The beginning of time and the universe began with the Big Bang. This was an explosion that started the expansion of the universe. In the most basic sense, the standard model is simply the idea that every bit of the matter and energy in the universe was once compressed to an unimaginable density. In the big bang, the material exploded outward into the formation of matter that we see today. Shortly after this event everything in the universe was very dense and very hot. It was only until 500,000 years later that it cooled enough so that hydrogen and helium could form by fusion processes. Even then, it took another two billion years of cooling for enough clumps of interstellar dust and gas, called molecular clouds, to achieve stability in the universe.
From these molecular clouds, stars were able to form due to compression of the material by gravitational forces. In the core of a star fusion takes place that causes it to emit light. If the star is initially large enough, its death happens in the form of a supernova explosion.
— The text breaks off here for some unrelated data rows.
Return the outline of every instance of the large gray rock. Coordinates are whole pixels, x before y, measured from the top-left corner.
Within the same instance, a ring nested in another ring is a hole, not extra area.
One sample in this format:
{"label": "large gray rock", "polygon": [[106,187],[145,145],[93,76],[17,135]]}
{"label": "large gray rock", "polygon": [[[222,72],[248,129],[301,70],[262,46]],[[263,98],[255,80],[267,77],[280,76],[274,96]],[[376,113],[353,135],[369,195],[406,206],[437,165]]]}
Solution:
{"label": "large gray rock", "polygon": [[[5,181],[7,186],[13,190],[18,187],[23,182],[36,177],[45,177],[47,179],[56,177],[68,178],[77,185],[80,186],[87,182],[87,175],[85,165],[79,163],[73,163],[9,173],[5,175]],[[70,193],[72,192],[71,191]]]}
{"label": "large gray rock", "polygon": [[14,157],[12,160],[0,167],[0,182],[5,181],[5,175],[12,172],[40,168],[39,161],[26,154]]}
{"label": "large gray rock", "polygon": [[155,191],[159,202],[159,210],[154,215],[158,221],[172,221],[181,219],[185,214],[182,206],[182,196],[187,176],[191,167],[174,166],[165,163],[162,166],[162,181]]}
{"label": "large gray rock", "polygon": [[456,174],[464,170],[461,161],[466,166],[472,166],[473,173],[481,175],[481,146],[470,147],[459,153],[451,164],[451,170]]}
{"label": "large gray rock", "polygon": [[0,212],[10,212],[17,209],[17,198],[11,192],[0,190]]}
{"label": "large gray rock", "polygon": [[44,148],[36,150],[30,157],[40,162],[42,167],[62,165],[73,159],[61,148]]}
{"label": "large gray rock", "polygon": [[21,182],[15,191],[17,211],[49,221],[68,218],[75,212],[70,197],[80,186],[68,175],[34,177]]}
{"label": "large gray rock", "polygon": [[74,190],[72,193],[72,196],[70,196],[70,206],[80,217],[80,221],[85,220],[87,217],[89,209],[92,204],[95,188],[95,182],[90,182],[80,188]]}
During this explosion, in less than one second, every element up to and including uranium is synthesized by fusion and dispersed into space. As time passed in the universe, the heavy element content as a whole increased, so new stars were more enriched.
Production of planets is an entirely different process. Planets form from the accretion disk surrounding newly formed stars. This material, comprised of dust and rock, collides and sticks together eventually gaining ...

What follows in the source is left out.